「割木を書く」(中川一之 『文芸たまゆら』129号)
人間は自分に都合のよいナラティブによって自分を保っている。それは非難されるべきことでもない。
だから一人称の語りはあてにならないことを逆手にとって、信頼できない語り手と暗黙に示すことで、作者は書くことによってでなしに、書かないことによってもうひとつのストーリーを浮かび上がらせることもできる。
ただそれは真実と虚構を対置するものというよりも、それぞれの「歪曲した真実」が交錯して出現する世界であろうし、またそうしたそれぞれのナラティブの迫真性に嘘はないこともこの世界の妙である。
いずれにしても、真実を測る万能のスケールとして信頼できる語り手を措定してそれに一切委ねることについて、様々評価はあろうと思う。
ここで描かれた「虐待」は被害者である「私」にとっての事実であり、それ以上でも以下でもない。

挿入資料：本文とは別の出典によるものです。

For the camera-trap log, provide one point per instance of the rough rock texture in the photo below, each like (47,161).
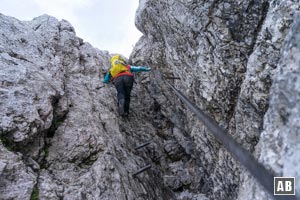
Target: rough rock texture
(225,54)
(60,134)
(61,137)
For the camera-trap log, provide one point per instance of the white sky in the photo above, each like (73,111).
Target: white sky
(105,24)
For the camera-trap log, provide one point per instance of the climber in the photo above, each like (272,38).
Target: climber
(123,80)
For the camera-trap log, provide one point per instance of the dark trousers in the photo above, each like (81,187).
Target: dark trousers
(124,86)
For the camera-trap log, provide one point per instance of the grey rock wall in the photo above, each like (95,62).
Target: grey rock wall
(226,54)
(60,134)
(61,137)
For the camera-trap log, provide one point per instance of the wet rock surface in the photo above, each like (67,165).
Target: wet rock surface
(61,136)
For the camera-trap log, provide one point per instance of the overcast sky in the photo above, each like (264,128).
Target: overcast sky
(105,24)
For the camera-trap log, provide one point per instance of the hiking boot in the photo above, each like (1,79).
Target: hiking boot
(121,107)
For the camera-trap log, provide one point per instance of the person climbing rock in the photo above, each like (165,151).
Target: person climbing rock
(122,75)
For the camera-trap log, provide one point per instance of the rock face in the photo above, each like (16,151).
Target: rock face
(61,137)
(228,55)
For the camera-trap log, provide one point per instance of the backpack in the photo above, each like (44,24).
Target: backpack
(117,65)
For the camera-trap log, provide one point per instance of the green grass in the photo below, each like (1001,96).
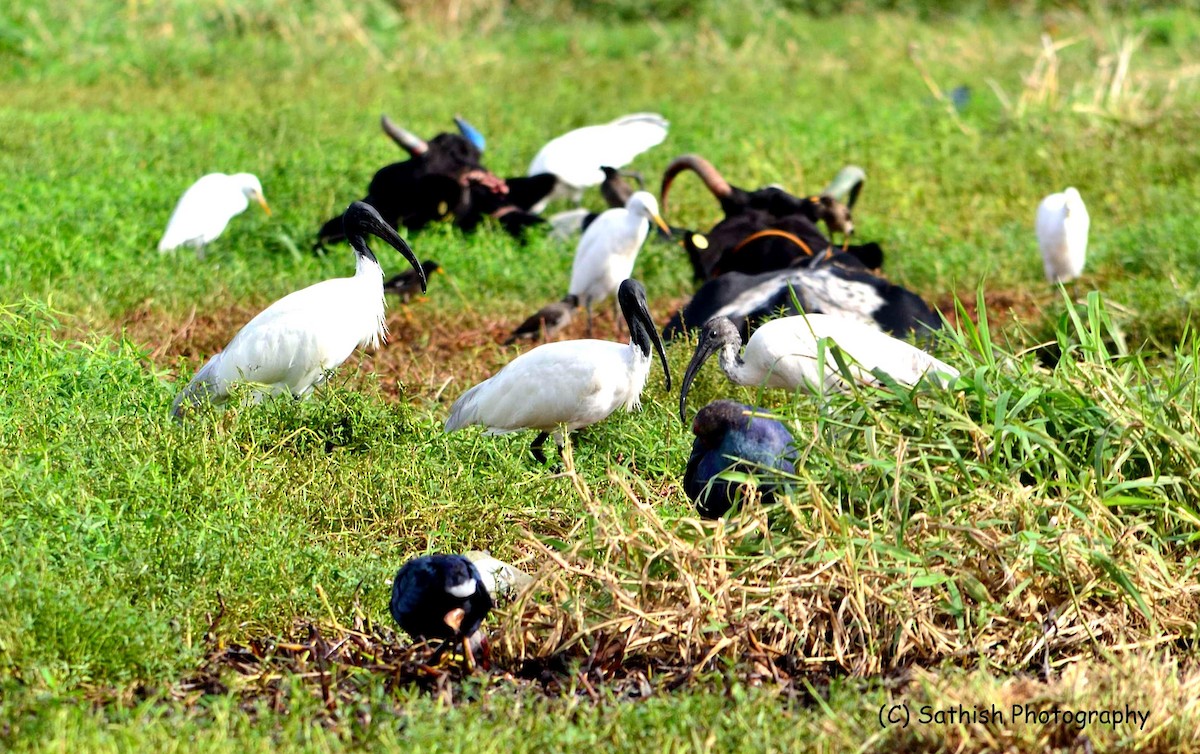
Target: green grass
(943,525)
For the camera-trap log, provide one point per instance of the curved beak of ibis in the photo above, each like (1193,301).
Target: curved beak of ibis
(706,348)
(454,618)
(262,202)
(648,322)
(366,220)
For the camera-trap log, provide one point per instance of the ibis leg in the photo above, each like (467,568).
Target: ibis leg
(535,448)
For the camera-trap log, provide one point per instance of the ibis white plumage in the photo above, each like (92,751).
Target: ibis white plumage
(207,208)
(561,387)
(293,343)
(577,156)
(1062,235)
(609,249)
(786,353)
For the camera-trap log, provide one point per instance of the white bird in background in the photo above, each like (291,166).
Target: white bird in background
(207,208)
(784,353)
(609,249)
(293,343)
(569,384)
(1062,235)
(577,156)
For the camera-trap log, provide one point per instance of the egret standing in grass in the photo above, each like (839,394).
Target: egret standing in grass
(1062,235)
(565,386)
(576,157)
(731,437)
(207,208)
(441,597)
(293,343)
(609,249)
(786,353)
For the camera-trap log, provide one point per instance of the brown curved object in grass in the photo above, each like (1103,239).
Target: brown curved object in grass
(712,178)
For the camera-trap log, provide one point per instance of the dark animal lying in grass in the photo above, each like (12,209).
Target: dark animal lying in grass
(838,285)
(766,229)
(445,179)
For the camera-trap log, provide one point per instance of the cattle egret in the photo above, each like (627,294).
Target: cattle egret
(441,597)
(409,282)
(546,322)
(293,343)
(609,247)
(731,437)
(565,386)
(207,208)
(615,190)
(786,353)
(577,156)
(1062,235)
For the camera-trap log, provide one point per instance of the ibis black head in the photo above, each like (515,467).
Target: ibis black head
(360,220)
(711,423)
(439,597)
(717,333)
(642,330)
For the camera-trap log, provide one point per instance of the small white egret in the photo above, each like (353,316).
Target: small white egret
(207,208)
(1062,235)
(293,343)
(784,353)
(579,156)
(569,384)
(609,249)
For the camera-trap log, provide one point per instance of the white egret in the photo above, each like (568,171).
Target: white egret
(207,208)
(1062,235)
(785,353)
(565,386)
(293,343)
(577,156)
(609,247)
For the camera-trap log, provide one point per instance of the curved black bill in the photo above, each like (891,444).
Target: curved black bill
(703,349)
(361,219)
(642,329)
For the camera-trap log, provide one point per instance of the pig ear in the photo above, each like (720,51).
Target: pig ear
(408,141)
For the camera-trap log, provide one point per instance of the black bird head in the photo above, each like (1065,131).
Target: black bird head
(642,330)
(360,219)
(439,597)
(717,333)
(712,422)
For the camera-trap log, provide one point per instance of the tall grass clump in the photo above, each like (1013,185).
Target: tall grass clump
(1024,518)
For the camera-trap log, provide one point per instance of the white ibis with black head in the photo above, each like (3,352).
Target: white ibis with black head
(577,156)
(207,208)
(293,343)
(609,249)
(1062,235)
(786,353)
(441,597)
(561,387)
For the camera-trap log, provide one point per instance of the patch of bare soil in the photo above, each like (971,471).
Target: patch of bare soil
(333,663)
(1017,305)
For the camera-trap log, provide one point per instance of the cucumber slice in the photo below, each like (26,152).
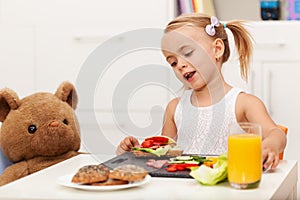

小説では最後、父の意外な言葉を私は目にする。それはただのテキストであり、父にとってどのような意味合いで発せられたかについては、死に向かう病床で書かれたらしいこと以外、その背景や事情、心情や意図は不明であり、もはや確かめようがない。むしろ、それを目にした「私」がどのように受け止めるかと鋭く問われているところで、小説は閉じられている。
これは許しを請う加害者に対する、被害者の許しがテーマだろうか。或いは人の善性は虐待を重ねた肉親においても否定されず宿っているのだと読者の期待に安堵を与えるものなのだろうか。私には父が記したテキストが暴き出す「私」の父に対する心情と態度こそにただ興味は惹かれる。そこで「私」のナラティブは変容するのだろうか。「私」はそこでようやく父にではなく、「私」に向き合うことを強いられることを小説の作者はよく承知している。
いわゆる大文字山の大文字焼を遠景の叙情としてでなく、具体的に近接した言わば当事者として体験する内情が突きつけるのも、ふんわりとした印象ではなく内からの硬質の叙述だ。ことさらに供養を拒む「私」はその中心にいる。
作者の透徹した人間への深い眼差しが小説を支えていることをあらためて知らされる。家族という残酷な桎梏を知悉しているからこその、人間への幼稚な期待や不遜な決めつけに流されることなく、もとより葛藤を内包した静謐な眼差しである。